Overcoming obstacles makes triumphs sweeter for Missouri Baptist missionaries to Romania
By Allen Palmeri
Staff Writer
August 3, 2004
BUCHAREST, Romania – Getting to Bucharest was half the “fun” for the Missouri Baptist Convention (MBC) team of missionaries who came in May to launch eight new partnerships with Romanian Baptist churches.
A series of weather-related delays condensed what was to have been a week-long outreach into one long weekend of ministry. When the Missouri volunteers finally arrived in Bucharest on May 21, they had no time for rest. They needed to hit the ground running as they fanned out into their churches. And before they knew it, on May 25, they were boarding a plane back to the United States.
Instead of flying from St. Louis to Washington D.C., as planned, the group was forced to make its first flight to Atlanta. Bob Kimmis, pastor, Dawn Baptist Church, south of Chillicothe, took charge of the situation by witnessing to his seat mate on the new flight during a rain delay on the runway.
“That may be God’s whole plan,” Kimmis said. “This guy might be a great evangelist some day (because the flight was diverted).”
For Brock Davis, pastor, Roby Baptist Church, south of Fort Leonard Wood, he will never forget all that it took on his first trip overseas to see the Lord bring four Romanians to Christ. Davis recalled all of the energy it took to fly to Atlanta, Munich, Germany and Vienna, Austria before finally landing in Bucharest.
“It’s one salvation for every plane we took over,” Davis said.
Norm Howell, MBC partnership missions specialist, marveled at how well the group adjusted to all of its traveling obstacles, which included long airport layovers and unscheduled overnight stays in Atlanta and Vienna before they even got to the mission field.
“It all worked out,” Howell said. “Through all of the waiting, all of the meals we missed and all of that, the team has been exceptional and had great opportunities to witness.”
Davis wound up doing visitation May 22 in a village. His visitation partner had been trying to communicate Christ for three months with a lady who had a smoking problem, so Davis suggested that he tell her in Romanian that she first needed to ask Jesus into her heart and then He will take care of her smoking problem.

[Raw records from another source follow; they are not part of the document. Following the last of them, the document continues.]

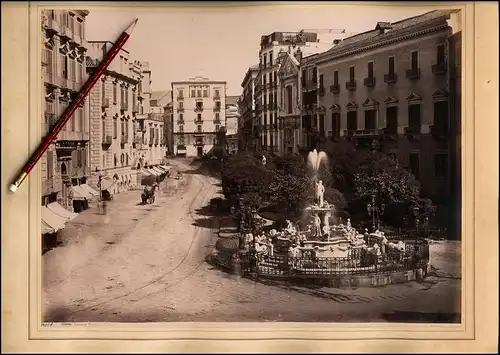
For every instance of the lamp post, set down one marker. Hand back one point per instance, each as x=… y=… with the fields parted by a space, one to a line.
x=416 y=216
x=375 y=210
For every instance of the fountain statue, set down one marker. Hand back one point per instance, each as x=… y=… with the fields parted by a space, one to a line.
x=320 y=193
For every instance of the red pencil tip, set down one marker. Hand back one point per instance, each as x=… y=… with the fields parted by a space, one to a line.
x=131 y=27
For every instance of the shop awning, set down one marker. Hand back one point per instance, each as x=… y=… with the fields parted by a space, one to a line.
x=79 y=193
x=146 y=172
x=107 y=184
x=61 y=211
x=90 y=190
x=52 y=220
x=46 y=229
x=158 y=170
x=153 y=172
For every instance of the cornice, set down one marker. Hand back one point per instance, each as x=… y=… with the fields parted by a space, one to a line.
x=400 y=38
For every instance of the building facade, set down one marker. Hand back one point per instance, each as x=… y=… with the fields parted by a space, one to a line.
x=120 y=143
x=289 y=102
x=455 y=103
x=232 y=123
x=161 y=102
x=65 y=164
x=309 y=42
x=387 y=89
x=248 y=128
x=199 y=112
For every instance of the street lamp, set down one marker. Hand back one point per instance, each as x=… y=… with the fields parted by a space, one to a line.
x=375 y=210
x=416 y=214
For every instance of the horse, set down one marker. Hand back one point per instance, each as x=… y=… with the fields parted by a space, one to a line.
x=148 y=196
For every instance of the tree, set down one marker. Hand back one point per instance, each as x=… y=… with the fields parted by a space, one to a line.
x=245 y=176
x=386 y=179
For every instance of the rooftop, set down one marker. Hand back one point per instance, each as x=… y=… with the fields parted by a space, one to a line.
x=390 y=29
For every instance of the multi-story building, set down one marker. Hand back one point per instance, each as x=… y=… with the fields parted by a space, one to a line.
x=150 y=121
x=387 y=89
x=120 y=144
x=232 y=121
x=309 y=107
x=454 y=70
x=161 y=102
x=289 y=102
x=271 y=46
x=248 y=128
x=65 y=164
x=199 y=112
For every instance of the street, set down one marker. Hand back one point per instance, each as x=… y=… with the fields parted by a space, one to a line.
x=146 y=263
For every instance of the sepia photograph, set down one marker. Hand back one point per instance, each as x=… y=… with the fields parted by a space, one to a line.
x=253 y=164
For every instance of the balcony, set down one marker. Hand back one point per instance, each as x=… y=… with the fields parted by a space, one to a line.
x=52 y=26
x=390 y=78
x=105 y=103
x=80 y=172
x=364 y=133
x=350 y=85
x=391 y=132
x=137 y=140
x=107 y=140
x=50 y=119
x=413 y=132
x=439 y=69
x=369 y=82
x=65 y=32
x=439 y=132
x=335 y=89
x=413 y=73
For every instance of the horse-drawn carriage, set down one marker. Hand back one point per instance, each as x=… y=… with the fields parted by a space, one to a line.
x=148 y=195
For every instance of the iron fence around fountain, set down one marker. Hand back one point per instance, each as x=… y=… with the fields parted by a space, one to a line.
x=358 y=263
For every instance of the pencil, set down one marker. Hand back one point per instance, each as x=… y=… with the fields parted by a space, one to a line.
x=72 y=108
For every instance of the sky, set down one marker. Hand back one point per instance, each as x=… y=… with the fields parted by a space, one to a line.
x=220 y=42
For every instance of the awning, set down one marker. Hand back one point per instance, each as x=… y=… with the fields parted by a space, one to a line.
x=61 y=211
x=107 y=184
x=79 y=193
x=52 y=220
x=153 y=172
x=46 y=229
x=90 y=190
x=158 y=170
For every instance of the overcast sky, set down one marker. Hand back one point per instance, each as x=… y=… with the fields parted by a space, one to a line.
x=222 y=42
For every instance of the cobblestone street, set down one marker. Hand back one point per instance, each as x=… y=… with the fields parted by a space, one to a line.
x=145 y=263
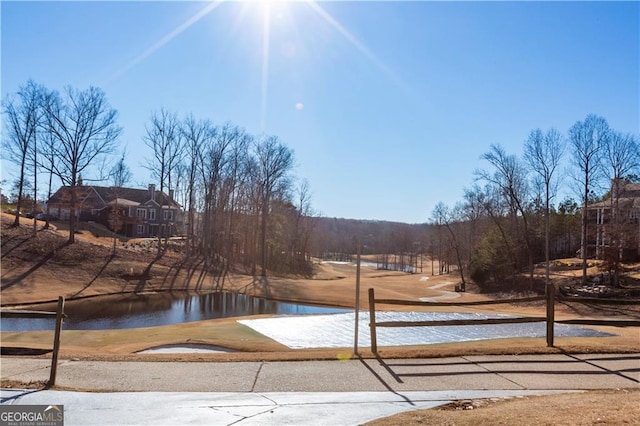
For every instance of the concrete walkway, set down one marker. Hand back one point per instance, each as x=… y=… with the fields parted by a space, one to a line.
x=304 y=392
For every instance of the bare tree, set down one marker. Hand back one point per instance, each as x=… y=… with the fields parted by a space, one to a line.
x=84 y=127
x=120 y=176
x=195 y=132
x=622 y=158
x=543 y=152
x=587 y=138
x=19 y=146
x=274 y=163
x=510 y=177
x=444 y=216
x=164 y=137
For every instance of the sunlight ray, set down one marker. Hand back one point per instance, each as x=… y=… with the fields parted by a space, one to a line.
x=167 y=38
x=356 y=43
x=265 y=66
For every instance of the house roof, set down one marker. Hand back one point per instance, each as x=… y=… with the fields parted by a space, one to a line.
x=108 y=194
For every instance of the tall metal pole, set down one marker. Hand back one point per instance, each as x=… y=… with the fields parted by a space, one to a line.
x=357 y=309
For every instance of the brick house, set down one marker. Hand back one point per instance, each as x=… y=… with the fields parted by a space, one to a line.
x=625 y=231
x=136 y=213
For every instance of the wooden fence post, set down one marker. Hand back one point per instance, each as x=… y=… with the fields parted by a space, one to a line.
x=56 y=341
x=372 y=321
x=551 y=293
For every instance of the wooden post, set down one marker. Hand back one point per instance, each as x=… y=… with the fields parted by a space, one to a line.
x=56 y=341
x=551 y=293
x=357 y=310
x=372 y=321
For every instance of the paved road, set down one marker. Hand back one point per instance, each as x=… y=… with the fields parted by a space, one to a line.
x=304 y=392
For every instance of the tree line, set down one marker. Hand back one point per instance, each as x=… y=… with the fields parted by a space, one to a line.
x=507 y=222
x=242 y=203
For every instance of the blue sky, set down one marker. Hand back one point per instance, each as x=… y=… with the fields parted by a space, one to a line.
x=387 y=105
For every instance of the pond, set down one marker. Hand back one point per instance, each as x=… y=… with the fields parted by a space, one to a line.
x=155 y=309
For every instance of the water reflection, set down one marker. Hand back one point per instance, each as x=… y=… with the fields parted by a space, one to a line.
x=147 y=310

“I gave her a little testimony of a man at my church who laid his cigarettes at the altar after he was saved, and she just lit up,” Davis said. “He (his Romanian partner) told her in Romanian and then asked, ‘Do you want to ask Jesus into your heart now?’ And she said, ‘Da! Da!’ And we stood and prayed with her. I told her, ‘I want to pray over you for your cigarette smoking addiction.’ And we prayed over her, and her husband, who was looking for a job. Her husband had only attended church twice, and that Sunday morning he was at church.”
Later on, Davis preached the Gospel at a youth center, and when he handed over the service to his interpreter, three boys came to know Jesus Christ.
Kimmis met his partner, Victor Sainiuc, pastor of Emanuel Baptist Church of Falticeni, which is a city of about 30,000 people. From there they went to a village and met a young couple with two children living in a small house. The couple is finding out what it is like to live as Christians in a country where 85 percent of the religious population is Romanian Orthodox.
“The whole house was about the size of one of our rooms,” Kimmis said. “They had become Christians, so their family had ostracized them. One brother came back and looked on the walls and said, ‘Where is the Orthodox symbol? I won’t come back until it’s there.’ This family didn’t have anything materially, but they were rich because they were at peace. They were content with what they had, because they had Jesus.”
Damian Phillips, pastor, First Baptist Church, Huntsville, near Moberly, attended a meeting with area church elders in Damuc, which is near Piatra Neamt, where Phillips’ host pastor, Emil Benjamin Handaric, serves. With many Romanian pastors shepherding multiple churches on a part-time basis, there is a great need to train pastors. Missouri Baptists are being asked to conduct leadership training seminars as well as provide theological education for lay leaders and pastors.
Mac McCully, pastor, First Baptist Church, LaPlata, south of Kirksville, is partnered with a mother church in Iasi that has two village churches. He enjoyed preaching to about 30-35 youth from the main church.
“I shared from the life of Daniel,” McCully said. “I encouraged them to learn how to say the two hard words: yes and no. Yes to the will of God and no to the evil enticements of the world. They were very attentive.”
Don Buford, pastor, Liberty Baptist Church, New Florence, near Montgomery City, saw great value in overcoming all of the obstacles that the team had to overcome.
“I came with a 100 percent heart for missions and I’m leaving with 150 percent,” Buford said.
The next scheduled team of MBC missionaries will be bound for Romania in September. Another team, led by Howell, will leave in October, with two more teams heading out in November.